The need to protect hospitality trade secrets is not merely a hypothetical concern. There are numerous cases that relate to allegations of misappropriation of hospitality trade secrets. In 2009, Starwood Hotels & Resorts Worldwide, Inc. (“Starwood”) sued Hilton Hotels Corporation n/k/a Hilton Worldwide (“Hilton”) and certain individuals alleging that Hilton induced those individuals to leave Starwood and work for Hilton, and that Hilton, the individuals, and others, “stole hundreds of thousands of electronic files and documents constituting confidential and proprietary Starwood information and/or trade secrets [] for use by Hilton across all of Hilton’s luxury and lifestyle brands in direct competition with Starwood.” See Amended Complaint ¶¶ 7, 9, DE 31, Starwood Hotels & Resorts Worldwide, Inc. v. Hilton Hotels Corporation N/K/A Hilton Worldwide, No. 09 Civ. 3862 (S.D.N.Y). Starwood plead a claim of misappropriation of trade secrets (among other claims) and alleged that through the actions of Hilton and the individuals, they knowingly misappropriated and used, or aided and abetted the misappropriation and misuse of, Starwood’s trade secrets.

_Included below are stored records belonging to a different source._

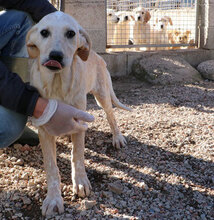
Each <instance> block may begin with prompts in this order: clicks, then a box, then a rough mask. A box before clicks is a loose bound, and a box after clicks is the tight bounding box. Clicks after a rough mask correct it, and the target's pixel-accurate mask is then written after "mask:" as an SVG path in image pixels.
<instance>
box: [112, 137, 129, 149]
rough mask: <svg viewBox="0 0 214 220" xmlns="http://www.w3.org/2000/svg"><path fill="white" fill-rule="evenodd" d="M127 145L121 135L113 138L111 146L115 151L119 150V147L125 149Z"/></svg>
mask: <svg viewBox="0 0 214 220" xmlns="http://www.w3.org/2000/svg"><path fill="white" fill-rule="evenodd" d="M126 144H127V142H126V139H125V138H124V137H123V135H122V134H118V135H116V136H113V146H114V147H116V148H117V149H120V147H125V146H126Z"/></svg>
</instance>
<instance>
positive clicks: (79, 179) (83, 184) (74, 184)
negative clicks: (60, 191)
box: [72, 174, 92, 198]
mask: <svg viewBox="0 0 214 220" xmlns="http://www.w3.org/2000/svg"><path fill="white" fill-rule="evenodd" d="M72 182H73V194H77V195H78V196H79V197H81V198H84V197H86V196H89V195H90V191H91V188H92V187H91V183H90V181H89V180H88V177H87V175H86V174H85V175H83V176H79V175H76V176H75V177H73V178H72Z"/></svg>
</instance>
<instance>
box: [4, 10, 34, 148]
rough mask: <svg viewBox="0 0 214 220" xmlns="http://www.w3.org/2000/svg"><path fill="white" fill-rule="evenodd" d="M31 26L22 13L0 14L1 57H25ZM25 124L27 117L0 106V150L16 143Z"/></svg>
mask: <svg viewBox="0 0 214 220" xmlns="http://www.w3.org/2000/svg"><path fill="white" fill-rule="evenodd" d="M32 25H33V21H32V19H31V18H30V16H29V15H28V14H26V13H24V12H21V11H16V10H8V11H2V12H0V54H1V56H14V57H27V56H28V55H27V50H26V46H25V37H26V34H27V32H28V30H29V29H30V27H31V26H32ZM0 71H1V70H0ZM26 122H27V116H25V115H21V114H19V113H16V112H13V111H11V110H9V109H6V108H4V107H3V106H1V105H0V148H3V147H7V146H9V145H11V144H12V143H13V142H14V141H16V140H17V139H18V138H19V137H20V136H21V134H22V132H23V130H24V127H25V125H26Z"/></svg>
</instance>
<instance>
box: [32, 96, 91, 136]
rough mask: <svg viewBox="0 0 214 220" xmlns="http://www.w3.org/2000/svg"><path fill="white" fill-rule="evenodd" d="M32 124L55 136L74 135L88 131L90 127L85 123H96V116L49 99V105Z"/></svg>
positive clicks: (34, 125) (86, 112) (61, 103)
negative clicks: (75, 134) (81, 131)
mask: <svg viewBox="0 0 214 220" xmlns="http://www.w3.org/2000/svg"><path fill="white" fill-rule="evenodd" d="M31 121H32V124H33V125H34V126H36V127H38V126H43V128H44V129H45V130H46V131H47V132H48V133H49V134H50V135H53V136H60V135H63V134H68V133H69V134H74V133H78V132H80V131H86V130H87V128H88V126H87V124H86V123H84V122H92V121H94V116H92V115H90V114H88V113H87V112H84V111H81V110H79V109H77V108H74V107H72V106H71V105H67V104H65V103H62V102H59V101H57V100H55V99H49V101H48V104H47V106H46V108H45V110H44V112H43V114H42V115H41V116H40V117H39V118H35V117H32V118H31Z"/></svg>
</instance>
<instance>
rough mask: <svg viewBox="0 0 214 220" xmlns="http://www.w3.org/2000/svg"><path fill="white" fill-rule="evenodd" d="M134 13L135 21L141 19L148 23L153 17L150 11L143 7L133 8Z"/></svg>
mask: <svg viewBox="0 0 214 220" xmlns="http://www.w3.org/2000/svg"><path fill="white" fill-rule="evenodd" d="M133 13H134V20H135V21H141V22H144V23H147V22H148V21H149V20H150V18H151V15H150V12H149V11H148V10H146V9H145V8H142V7H137V8H135V9H134V10H133Z"/></svg>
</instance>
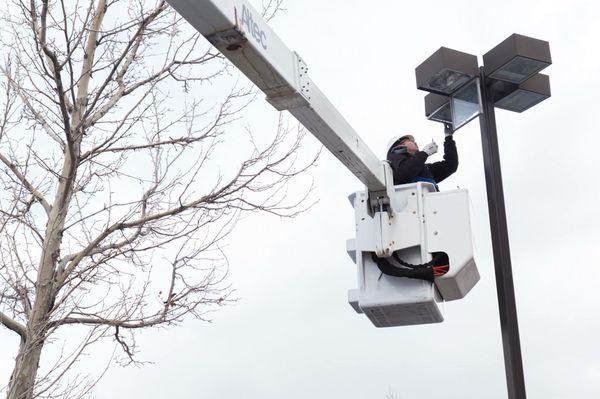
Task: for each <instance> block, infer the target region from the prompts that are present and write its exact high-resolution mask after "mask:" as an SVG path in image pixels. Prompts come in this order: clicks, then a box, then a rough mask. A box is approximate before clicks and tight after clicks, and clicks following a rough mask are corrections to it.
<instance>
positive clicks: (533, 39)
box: [483, 33, 552, 84]
mask: <svg viewBox="0 0 600 399" xmlns="http://www.w3.org/2000/svg"><path fill="white" fill-rule="evenodd" d="M550 64H552V58H551V56H550V45H549V43H548V42H546V41H544V40H539V39H534V38H532V37H527V36H523V35H519V34H516V33H514V34H512V35H510V36H509V37H508V38H507V39H506V40H504V41H503V42H502V43H500V44H499V45H497V46H496V47H494V48H493V49H491V50H490V51H488V52H487V53H486V54H485V55H484V56H483V70H484V73H485V75H486V76H487V77H489V78H492V79H497V80H503V81H506V82H511V83H515V84H520V83H523V82H525V81H526V80H527V79H529V78H530V77H531V76H533V75H535V74H536V73H538V72H539V71H541V70H542V69H544V68H546V67H547V66H548V65H550Z"/></svg>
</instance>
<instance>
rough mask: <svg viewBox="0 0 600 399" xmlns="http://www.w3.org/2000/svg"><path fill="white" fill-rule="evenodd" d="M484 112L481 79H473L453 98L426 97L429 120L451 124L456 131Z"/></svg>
mask: <svg viewBox="0 0 600 399" xmlns="http://www.w3.org/2000/svg"><path fill="white" fill-rule="evenodd" d="M481 112H482V106H481V88H480V86H479V79H471V80H470V81H469V83H467V84H466V85H464V86H463V87H461V88H460V89H459V90H457V91H456V92H455V93H453V94H452V95H451V96H449V97H448V96H443V95H440V94H435V93H429V94H428V95H426V96H425V116H426V117H427V119H429V120H432V121H436V122H442V123H444V124H450V125H451V126H452V130H454V131H456V130H458V129H459V128H461V127H462V126H464V125H466V124H467V123H469V122H470V121H471V120H473V119H474V118H475V117H477V116H478V115H479V114H481Z"/></svg>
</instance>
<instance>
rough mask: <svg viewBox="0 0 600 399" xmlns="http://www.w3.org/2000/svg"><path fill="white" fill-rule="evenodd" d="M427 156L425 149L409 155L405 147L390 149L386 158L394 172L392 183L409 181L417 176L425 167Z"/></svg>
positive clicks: (396, 183) (421, 171)
mask: <svg viewBox="0 0 600 399" xmlns="http://www.w3.org/2000/svg"><path fill="white" fill-rule="evenodd" d="M427 157H428V155H427V153H426V152H425V151H419V152H417V153H415V154H414V155H412V156H411V155H410V154H409V153H408V152H407V151H406V148H405V147H398V148H396V149H393V150H392V151H390V152H389V154H388V157H387V159H388V161H389V162H390V166H391V167H392V171H393V173H394V185H396V184H405V183H410V182H412V180H413V179H414V178H415V177H418V176H419V174H420V173H421V172H422V171H423V168H424V167H425V161H427Z"/></svg>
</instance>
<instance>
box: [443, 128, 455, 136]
mask: <svg viewBox="0 0 600 399" xmlns="http://www.w3.org/2000/svg"><path fill="white" fill-rule="evenodd" d="M452 133H454V130H453V129H452V126H449V125H444V136H446V137H448V136H450V137H452Z"/></svg>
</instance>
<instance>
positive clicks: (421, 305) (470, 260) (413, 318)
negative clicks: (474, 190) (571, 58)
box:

Although it appears that the parties reached a settlement, a key issue in the case would have been whether the protection that Starwood provided to the information at issue was sufficient to find that the information constituted a trade secret. In Starwood’s complaint, it alleged that the individual defendants signed employment agreements, including a “Non-Solicitation, Confidentiality and Intellectual Property Agreement.” Starwood also alleged that the individuals signed agreements that were “subject to ‘all Starwood policies, procedures and directives as they currently exist or as they may be adopted or changed from time to time,’ which included Starwood’s Code of Business Conduct,” which required, among other things, that each employee protect and keep confidential certain non-public information. Starwood further alleged that its data is maintained on secure servers and hard drives, that remote access is permitted only upon proper certification, that employees may not access Starwood’s systems through computers not properly certified by Starwood’s IT staff, and that employees are not permitted to forward confidential materials to outside systems, “including their own homes or personal e-mail accounts.” While the court did not determine whether Starwood’s measures are adequate, this case is a good example of the steps that a company may be required to take to protect its hospitality trade secret information.